In a recent series of posts I described how the new WebMatrix suite of Web components from Microsoft fit in with DotNetNuke (DNN). But what are WebPages and Razor – and how do we (ASP.NET developers) use them to build Web Applications.
In this series of articles I will dive deeper into these new technologies. We will start at the very beginning – Creating your first Website using WebMatrix.
Create Your First WebMatrix Website
I will assume that WebMatrix is installed – if not, you can refer to one of my earlier posts to see how to go about downloading and installing it from the Web Application Gallery.
To create your first Website using WebMatrix, launch WebMatrix and select “Site From Template” from the splash screen.

You will then be presented with a page which provides a number of different site templates (the list of templates included may vary – this list is from the WebMatrix Beta 2). Choose the “Empty Site” template – and call the site “Hello World”.

You will then be presented with the following view in Web Matrix of your new empty site.

Of course as the site has no content you cannot browse to it yet, so we will create a page in our site, by selecting the Files option (highlighted), which shows the files in our site.

As we created an “Empty Site”, not surprisingly there are no files, so select the New option (highlighted), or click the “Add a file to your site” link in WebMatrix’s content pane. You will then be presented with a “Gallery” of new file types which can be created.

By default the “CSHTML” file type is selected – accept that option and call the new Web Page “HelloWorld.cshtml”.

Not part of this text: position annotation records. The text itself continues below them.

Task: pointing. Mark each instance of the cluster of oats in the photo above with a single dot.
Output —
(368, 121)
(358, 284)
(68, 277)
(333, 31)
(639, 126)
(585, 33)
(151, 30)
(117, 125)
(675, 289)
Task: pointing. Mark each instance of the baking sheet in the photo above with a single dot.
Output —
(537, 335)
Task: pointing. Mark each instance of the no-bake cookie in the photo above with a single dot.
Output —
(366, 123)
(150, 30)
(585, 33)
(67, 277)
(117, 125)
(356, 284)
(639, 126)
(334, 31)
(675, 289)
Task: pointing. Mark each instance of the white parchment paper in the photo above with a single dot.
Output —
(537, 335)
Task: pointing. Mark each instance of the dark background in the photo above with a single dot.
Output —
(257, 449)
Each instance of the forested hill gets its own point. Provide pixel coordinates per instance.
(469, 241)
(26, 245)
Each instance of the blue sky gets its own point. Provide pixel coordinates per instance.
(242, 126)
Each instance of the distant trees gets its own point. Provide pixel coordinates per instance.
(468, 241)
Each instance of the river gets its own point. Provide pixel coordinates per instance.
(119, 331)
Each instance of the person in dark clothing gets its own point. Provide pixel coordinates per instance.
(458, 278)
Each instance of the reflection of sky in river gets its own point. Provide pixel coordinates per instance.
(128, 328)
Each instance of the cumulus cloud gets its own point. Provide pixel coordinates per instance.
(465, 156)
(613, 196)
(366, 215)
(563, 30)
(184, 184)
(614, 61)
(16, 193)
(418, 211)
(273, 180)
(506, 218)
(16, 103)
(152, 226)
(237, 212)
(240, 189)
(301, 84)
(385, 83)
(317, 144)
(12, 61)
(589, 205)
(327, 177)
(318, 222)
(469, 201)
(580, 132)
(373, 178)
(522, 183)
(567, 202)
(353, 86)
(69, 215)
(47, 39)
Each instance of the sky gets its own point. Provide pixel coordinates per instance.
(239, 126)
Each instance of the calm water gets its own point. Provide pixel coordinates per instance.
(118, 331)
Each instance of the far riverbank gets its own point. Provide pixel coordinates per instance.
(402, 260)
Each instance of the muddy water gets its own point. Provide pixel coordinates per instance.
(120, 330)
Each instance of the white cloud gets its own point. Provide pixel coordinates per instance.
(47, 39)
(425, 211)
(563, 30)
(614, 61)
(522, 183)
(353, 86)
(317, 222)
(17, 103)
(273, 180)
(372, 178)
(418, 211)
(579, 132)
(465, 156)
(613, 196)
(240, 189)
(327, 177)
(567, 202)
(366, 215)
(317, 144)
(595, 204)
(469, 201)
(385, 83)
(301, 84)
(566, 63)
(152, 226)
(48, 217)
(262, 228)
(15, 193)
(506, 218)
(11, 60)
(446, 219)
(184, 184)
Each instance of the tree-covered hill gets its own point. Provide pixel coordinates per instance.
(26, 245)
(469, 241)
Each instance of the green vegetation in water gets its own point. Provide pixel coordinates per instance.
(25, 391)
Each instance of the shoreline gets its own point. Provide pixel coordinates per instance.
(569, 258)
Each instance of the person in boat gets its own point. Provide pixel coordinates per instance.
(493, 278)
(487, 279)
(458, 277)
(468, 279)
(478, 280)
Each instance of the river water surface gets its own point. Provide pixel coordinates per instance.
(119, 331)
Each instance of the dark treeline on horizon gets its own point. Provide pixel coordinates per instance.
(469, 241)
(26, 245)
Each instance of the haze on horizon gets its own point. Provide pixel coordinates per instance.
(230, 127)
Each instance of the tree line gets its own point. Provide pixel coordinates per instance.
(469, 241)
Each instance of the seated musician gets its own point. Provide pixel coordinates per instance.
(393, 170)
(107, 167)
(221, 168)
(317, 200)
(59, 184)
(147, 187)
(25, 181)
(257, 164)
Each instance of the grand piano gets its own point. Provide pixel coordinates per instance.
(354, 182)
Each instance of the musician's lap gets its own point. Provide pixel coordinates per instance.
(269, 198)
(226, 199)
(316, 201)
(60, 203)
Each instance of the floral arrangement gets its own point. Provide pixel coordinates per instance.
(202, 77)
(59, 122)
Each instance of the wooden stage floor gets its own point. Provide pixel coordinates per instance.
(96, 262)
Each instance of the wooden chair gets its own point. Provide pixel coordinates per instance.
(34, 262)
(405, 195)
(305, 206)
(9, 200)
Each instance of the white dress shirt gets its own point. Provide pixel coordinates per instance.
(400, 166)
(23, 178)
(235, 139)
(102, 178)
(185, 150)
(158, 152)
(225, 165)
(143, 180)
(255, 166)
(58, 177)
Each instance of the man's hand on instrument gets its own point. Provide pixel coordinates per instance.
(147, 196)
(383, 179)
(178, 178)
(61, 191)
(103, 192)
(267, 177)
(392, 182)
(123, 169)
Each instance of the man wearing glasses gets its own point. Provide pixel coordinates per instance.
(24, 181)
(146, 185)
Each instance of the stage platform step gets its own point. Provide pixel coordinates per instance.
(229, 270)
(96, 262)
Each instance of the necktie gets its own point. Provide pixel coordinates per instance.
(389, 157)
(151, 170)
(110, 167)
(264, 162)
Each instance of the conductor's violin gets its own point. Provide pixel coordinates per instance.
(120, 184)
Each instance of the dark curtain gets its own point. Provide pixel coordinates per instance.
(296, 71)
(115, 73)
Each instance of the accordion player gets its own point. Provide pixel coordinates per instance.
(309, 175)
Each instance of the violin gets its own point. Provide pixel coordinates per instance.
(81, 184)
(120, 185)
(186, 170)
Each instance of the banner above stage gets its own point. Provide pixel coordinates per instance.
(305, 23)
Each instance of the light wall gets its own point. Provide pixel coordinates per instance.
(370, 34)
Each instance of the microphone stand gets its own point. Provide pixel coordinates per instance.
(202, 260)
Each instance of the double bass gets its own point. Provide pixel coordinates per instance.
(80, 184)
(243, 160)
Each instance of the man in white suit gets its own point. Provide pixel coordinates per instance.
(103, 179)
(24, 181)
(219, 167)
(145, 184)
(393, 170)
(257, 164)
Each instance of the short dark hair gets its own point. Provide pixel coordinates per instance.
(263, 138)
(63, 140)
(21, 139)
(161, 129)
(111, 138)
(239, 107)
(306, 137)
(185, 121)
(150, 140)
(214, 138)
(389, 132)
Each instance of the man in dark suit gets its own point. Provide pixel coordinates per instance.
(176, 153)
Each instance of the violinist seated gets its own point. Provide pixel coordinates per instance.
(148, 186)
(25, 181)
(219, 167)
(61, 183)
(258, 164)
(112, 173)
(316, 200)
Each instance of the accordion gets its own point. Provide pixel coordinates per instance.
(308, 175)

That’s it – you have created your new “ASP.NET WebPage” based Website. I added the HTML in between the body tags, so we can actually see something when we browse to the page. You can view the page in your browser by clicking on the Run button. WebMatrix allows you to run the page in a single browser – or you can view the page in all of the browsers installed on your system.

You must make sure that the page you wish to view in the browser is the selected page in the site - WebMatrix will always attempt to load the select page.

Note that the url in the Browser is "http://localhost:29263/HelloWorld.cshtml”. This is because we are using IISExpress as our webserver, one of the components that is included in the WebMatrix product suite.
While this article demonstrated how to create a site – the site is not very interesting yet as it just contains static content, and you could have done that with a plain old HTML page.
The CSHTML file type is a new type of file as it allows you to mix markup (HTML) with code C#. For those of you who prefer Visual Basic as your language there is also a VBHTML file type which allows you to use Visual Basic for the code part.